Dos factos provados resulta que a demandada C, demandada enquanto responsável do acidente em causa nos presentes autos, não realizou a peritagem ao LE – 00 no prazo estabelecido no n.º 7, do artigo 36.º, nem comunicou a sua decisão de não assunção de responsabilidade, no prazo estabelecido, prazo que deve ser fixado conjugando o disposto na alínea e), do n.º 1, do artigo 36.º, com a alínea a), do n.º 6 do mesmo artigo, na medida em que estamos perante uma situação em que os intervenientes no acidente assinaram a declaração amigável, incorrendo, por isso, na obrigação de indemnizar o lesado.
Quanto à indemnização pedida, invoca o demandante o disposto no n.º 2, do art. 40.º . Assim, tendo ocorrido o acidente no dia 01 de Março de 2013, tendo a comunicação à demandada sido feita em 05 de Março, constata-se que fê-lo com dezasseis dias de atraso, o que atribui ao demandante o direito de reclamar da demandada a parte da indemnização que lhe compete nos termos previstos no n.º 2, do artigo 40.º, e que perfaz a quantia de €1600,00.
Quanto à reclamada indemnização por privação de uso, é hoje pacífico que o dano sofrido pelo dono de um veículo automóvel é constituído pela simples privação da possibilidade de uso do mesmo, não sendo necessário demonstrar a concreta utilização que daria ao veículo durante o período em que o não pode utilizar, a não ser que alegue outros prejuízos para além dessa privação.
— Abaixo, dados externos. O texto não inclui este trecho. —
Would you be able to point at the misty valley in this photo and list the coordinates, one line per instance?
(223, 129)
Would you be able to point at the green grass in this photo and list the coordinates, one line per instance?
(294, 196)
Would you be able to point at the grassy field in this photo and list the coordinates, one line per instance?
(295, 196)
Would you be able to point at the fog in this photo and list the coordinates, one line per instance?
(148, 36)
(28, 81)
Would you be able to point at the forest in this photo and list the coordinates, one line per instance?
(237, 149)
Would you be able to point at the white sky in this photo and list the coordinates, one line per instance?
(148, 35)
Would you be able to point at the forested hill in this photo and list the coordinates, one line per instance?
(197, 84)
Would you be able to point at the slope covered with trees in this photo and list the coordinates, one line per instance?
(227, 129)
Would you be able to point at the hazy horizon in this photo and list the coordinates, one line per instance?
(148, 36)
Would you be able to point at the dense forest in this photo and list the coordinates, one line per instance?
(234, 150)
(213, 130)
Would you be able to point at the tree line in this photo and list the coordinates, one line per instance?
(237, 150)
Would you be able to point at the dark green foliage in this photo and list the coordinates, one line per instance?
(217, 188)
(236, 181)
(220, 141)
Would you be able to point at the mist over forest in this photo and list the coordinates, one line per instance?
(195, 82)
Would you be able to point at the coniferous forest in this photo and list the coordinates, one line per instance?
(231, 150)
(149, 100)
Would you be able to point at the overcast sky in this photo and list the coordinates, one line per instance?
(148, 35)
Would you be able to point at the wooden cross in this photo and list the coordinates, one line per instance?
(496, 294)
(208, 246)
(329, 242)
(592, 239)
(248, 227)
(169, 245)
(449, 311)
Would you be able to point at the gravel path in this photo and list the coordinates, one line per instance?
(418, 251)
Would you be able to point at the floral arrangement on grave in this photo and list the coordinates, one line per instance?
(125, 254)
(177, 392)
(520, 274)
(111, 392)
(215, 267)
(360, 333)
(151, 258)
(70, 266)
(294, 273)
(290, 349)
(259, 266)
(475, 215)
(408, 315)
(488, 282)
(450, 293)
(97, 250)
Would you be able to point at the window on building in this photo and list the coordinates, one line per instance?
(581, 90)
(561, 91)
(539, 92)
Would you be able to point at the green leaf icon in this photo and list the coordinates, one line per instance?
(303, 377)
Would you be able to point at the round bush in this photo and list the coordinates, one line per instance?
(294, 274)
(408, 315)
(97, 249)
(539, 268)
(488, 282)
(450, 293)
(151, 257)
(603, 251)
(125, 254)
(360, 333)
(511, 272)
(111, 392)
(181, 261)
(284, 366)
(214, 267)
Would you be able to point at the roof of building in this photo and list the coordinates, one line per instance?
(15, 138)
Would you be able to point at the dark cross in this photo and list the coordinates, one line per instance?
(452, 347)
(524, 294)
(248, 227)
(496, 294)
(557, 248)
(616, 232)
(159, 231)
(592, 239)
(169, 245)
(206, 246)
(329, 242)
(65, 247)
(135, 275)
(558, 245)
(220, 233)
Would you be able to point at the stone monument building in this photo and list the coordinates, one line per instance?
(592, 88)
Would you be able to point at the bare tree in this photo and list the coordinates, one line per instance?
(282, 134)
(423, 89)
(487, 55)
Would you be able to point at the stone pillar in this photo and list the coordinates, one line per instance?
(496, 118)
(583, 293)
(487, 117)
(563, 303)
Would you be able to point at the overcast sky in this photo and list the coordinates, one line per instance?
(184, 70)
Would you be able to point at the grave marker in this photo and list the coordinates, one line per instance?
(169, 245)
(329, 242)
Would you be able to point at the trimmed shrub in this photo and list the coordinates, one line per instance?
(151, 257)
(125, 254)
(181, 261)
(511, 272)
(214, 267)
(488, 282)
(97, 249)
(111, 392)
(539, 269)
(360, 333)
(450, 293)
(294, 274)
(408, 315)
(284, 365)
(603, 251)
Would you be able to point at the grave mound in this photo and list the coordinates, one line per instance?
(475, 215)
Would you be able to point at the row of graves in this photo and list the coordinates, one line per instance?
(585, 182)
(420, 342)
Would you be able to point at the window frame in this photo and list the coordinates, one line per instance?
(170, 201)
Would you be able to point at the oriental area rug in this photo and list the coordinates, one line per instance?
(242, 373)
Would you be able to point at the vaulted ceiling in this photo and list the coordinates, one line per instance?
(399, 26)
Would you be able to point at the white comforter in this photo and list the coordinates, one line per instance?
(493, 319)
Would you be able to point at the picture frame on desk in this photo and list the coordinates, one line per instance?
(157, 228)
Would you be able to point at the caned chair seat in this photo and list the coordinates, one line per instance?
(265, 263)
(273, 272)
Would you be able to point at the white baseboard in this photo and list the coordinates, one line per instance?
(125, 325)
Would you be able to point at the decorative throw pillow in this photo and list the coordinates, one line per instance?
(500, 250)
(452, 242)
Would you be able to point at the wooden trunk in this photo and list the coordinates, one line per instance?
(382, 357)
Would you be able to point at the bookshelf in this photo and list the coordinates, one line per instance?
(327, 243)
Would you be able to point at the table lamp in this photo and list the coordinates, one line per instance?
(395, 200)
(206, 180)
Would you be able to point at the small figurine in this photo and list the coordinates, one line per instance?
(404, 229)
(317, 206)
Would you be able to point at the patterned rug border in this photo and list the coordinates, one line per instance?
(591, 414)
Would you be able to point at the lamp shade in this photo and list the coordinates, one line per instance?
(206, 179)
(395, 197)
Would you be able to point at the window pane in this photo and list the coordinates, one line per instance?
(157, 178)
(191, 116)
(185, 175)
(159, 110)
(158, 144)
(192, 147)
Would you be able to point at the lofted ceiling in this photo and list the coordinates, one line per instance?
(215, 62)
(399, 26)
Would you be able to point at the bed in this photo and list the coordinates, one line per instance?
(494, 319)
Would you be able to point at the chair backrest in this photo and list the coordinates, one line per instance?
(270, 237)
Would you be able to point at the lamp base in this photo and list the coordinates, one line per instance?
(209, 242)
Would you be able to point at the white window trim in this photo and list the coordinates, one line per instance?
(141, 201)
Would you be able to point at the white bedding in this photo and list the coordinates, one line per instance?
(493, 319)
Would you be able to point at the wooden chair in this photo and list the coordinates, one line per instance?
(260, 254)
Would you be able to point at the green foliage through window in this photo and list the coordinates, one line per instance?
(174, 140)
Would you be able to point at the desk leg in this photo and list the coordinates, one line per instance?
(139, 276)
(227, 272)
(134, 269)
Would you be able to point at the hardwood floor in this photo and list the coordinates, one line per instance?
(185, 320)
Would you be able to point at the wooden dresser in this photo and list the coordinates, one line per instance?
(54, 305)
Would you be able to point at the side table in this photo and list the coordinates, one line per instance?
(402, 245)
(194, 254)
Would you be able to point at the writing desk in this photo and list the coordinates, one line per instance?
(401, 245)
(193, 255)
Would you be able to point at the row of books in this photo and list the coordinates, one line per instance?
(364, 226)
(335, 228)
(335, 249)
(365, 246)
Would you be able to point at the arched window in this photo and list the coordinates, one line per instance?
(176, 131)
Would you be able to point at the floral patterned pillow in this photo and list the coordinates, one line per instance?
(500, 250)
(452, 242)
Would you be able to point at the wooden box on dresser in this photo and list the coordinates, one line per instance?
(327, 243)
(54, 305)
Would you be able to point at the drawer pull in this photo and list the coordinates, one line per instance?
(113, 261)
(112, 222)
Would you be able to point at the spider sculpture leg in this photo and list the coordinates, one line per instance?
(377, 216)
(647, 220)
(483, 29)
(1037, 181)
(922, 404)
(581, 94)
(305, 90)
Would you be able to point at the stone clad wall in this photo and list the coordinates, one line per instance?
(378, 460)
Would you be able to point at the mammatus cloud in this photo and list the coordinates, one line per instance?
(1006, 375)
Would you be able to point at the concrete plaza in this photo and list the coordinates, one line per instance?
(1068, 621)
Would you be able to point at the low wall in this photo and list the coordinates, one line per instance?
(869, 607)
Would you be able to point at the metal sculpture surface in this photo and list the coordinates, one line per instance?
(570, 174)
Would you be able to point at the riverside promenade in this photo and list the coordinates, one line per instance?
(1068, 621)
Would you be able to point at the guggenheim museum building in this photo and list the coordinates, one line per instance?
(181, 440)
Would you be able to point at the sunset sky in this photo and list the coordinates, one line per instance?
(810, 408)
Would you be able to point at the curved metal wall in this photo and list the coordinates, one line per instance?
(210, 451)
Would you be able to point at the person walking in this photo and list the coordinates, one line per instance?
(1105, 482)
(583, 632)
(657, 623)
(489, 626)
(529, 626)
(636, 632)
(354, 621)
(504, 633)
Tal decorre do disposto no artigo 562.º do CC, que consagra o princípio da reconstituição natural, nos termos do qual “quem estiver obrigado a reparar um dano deve reconstituir a situação que existiria se não se tivesse verificado o evento que obriga à reparação”. Esta reconstituição, no caso da privação de uso de veículo pode (e deve) ser assegurada pela disponibilidade de um veículo com as características do veículo paralisado. Se tal não ocorrer, então, o dano constituído pela privação de uso deverá ser reparado através da fixação de indemnização em dinheiro, nos termos previstos no art. 566.º do CC. E, quanto a esta, não podendo ser averiguado o valor exacto dos danos, o tribunal julgará equitativamente, dentro dos limites que tiver por provados, conforme determina o n,º 3, do citado art. 566.º. Ora, está provado, além do mais, que o demandante se tivesse a livre disponibilidade do veículo, tê-lo-ia utilizado nas suas deslocações para o trabalho, para as aulas noturnas, ou quaisquer necessidades da sua vida pessoal ou profissional. Alega o demandante que se tivesse alugado uma viatura, o custo não seria inferior a €20,00 diários, computando o montante indemnizatório em €2.200,00, montante que entendemos razoável, justo e equitativo.
Quanto ao pedido de condenação em procuradoria, nos julgados de paz não há lugar a esta, na medida em que as custas são reguladas especificamente pela Portaria n.º 1456/2001, de 28 de Dezembro, pelo não é o mesmo considerado.
O mesmo sucede com o pedido de indemnização por danos morais, no montante de €125,00, por não se encontrarem provados factos susceptíveis de integrar este conceito.
Decisão.
Em face do exposto, atento eventual erro na contagem do prazo por parte do demandante, que se retifica de acordo com o supra dado por provado, considero a presente ação procedente por provada e em consequência condeno a demandada C, a pagar ao demandante a quantia de €4664,86 (quatro mil seiscentos e sessenta e quatro euros e oitenta e seis cêntimos).
Custas.
Para efeitos da Portaria n.º 1456/2001, de 28 de Dezembro, alterada nos seus n.ºs 6.º e 10.º pela Portaria n. 209/2005, de 24 de Fevereiro, considero a demandada C parte vencida, pelo que deve proceder ao pagamento da quantia de €35,00, correspondentes à segunda parcela, no prazo de três dias úteis, sob pena do pagamento de uma sobretaxa de €10,00 por cada dia de atraso. Cumpra-se o disposto no n.º 9 da referida portaria em relação ao demandante.